Most of his time since joining the Celtics after being acquitted of assault charges along with his twin brother Markieff earlier this month in Phoenix, has been spent with Boston’s second unit.

But in Boston’s 108-100 preseason win over Charlotte last week, Morris spent the final 4:27 of the second quarter playing with the Celtics’ projected starters – Kyrie Irving, Gordon Hayward, Al Horford and Jaylen Brown.

When the group stepped on the floor together, Boston had a 42-33 lead.

By the time halftime arrived, they had closed out the second quarter with a 15-5 run to lead 57-38.

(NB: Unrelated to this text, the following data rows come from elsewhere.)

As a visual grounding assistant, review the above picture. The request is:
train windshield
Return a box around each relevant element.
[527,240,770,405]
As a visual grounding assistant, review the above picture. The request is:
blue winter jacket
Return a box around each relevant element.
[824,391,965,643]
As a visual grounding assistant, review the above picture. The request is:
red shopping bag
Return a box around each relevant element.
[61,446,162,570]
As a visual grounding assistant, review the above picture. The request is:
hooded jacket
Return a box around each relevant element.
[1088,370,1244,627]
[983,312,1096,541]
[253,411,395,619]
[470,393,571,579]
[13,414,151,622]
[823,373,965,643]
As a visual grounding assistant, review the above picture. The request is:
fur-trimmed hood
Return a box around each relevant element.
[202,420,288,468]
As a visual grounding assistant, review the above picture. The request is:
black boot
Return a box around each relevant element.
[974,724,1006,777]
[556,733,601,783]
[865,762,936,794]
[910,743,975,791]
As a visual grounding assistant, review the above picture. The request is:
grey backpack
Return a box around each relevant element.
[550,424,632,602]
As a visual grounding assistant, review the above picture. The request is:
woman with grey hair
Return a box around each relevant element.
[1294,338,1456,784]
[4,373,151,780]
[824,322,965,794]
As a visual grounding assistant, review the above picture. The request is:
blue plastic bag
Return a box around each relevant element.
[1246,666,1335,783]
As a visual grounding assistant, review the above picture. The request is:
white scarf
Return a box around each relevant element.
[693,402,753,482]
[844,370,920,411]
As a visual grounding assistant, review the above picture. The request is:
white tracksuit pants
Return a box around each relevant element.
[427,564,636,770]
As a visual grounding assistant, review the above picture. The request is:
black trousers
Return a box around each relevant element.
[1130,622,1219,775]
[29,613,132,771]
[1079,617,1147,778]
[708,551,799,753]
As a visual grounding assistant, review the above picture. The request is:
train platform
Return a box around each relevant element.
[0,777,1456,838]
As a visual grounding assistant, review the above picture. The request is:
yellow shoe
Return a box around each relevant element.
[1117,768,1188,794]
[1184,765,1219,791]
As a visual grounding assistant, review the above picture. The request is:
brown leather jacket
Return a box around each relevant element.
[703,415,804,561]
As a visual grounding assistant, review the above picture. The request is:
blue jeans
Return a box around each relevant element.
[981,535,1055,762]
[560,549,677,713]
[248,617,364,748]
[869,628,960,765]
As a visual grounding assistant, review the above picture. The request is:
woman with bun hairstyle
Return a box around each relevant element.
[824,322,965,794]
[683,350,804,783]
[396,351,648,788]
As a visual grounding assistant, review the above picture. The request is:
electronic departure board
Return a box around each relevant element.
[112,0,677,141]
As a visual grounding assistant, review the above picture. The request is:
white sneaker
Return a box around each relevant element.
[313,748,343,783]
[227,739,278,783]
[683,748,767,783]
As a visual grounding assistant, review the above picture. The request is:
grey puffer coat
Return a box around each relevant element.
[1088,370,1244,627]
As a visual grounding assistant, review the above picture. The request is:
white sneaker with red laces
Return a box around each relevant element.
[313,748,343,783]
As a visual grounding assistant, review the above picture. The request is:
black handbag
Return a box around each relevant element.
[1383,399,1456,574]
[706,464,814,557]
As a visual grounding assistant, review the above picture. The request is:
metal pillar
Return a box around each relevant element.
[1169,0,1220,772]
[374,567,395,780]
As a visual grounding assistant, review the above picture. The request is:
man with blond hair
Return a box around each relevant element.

“It was fun getting out there playing (with the first unit),” Morris told NBC Sports Boston. “I’ve been practicing with the second team a lot so I’m not sure what’s going to happen. Either way, I have to approach the game as a pro; starting or coming off (the bench). I’d rather be starting, but I gotta do what’s best for the team whatever that’s gonna be.”

 

Heading into this fifth season as the Celtics head coach, Brad Stevens has not had a roster with this kind of depth or versatility.

Because of that, the Celtics may have starting lineups that are opponent-specific instead of a set starting five.

Boston played four preseason games and had a different starting lineup in each game, and yet still managed to win all four games.

Morris’ desire to be a starter makes sense considering he hasn’t come off the bench in a regular season game since March 9, 2015 against Golden State.

And at 6-foot-9 with the ability to play inside-outside basketball and defend most power forwards and still switch out from time to time on bigs and wing players, Morris’ versatility fits in well with the type of lineups that the Celtics are looking to find success with this season.

Plus, having Morris start at power forward would mean Al Horford shifting over to center.

Last season, the Celtics had quite a bit of success when Horford was playing in the middle and, because of Horford’s ability to stretch the floor, often led to better spacing for Horford’s teammates and opportunities for the 6-10 Horford to score.

“The way our game has changed, power forward and center are so much more interchangeable now,” Horford told NBC Sports Boston. “My approach to that is the same now as it’s always been; I’ll do whatever has to be done in order to help our team win games.”

And while Morris’ desire to remain a starter is undeniable, he understands circumstances are such that coming off the bench may be the best thing for him and the Celtics right now.

“I did miss training camp and (most of the) preseason,” Morris said.

But by no means would he be resigned to the idea that he’ll be a key reserve all season.

“I would just work my way back into it,” he said. “If I’m playing, I sure hope I do start. But that’s a decision that he (head coach Brad Stevens) makes. However it is, I’m gonna be a pro and approach the game the same way and do what my team needs me to do, to win.”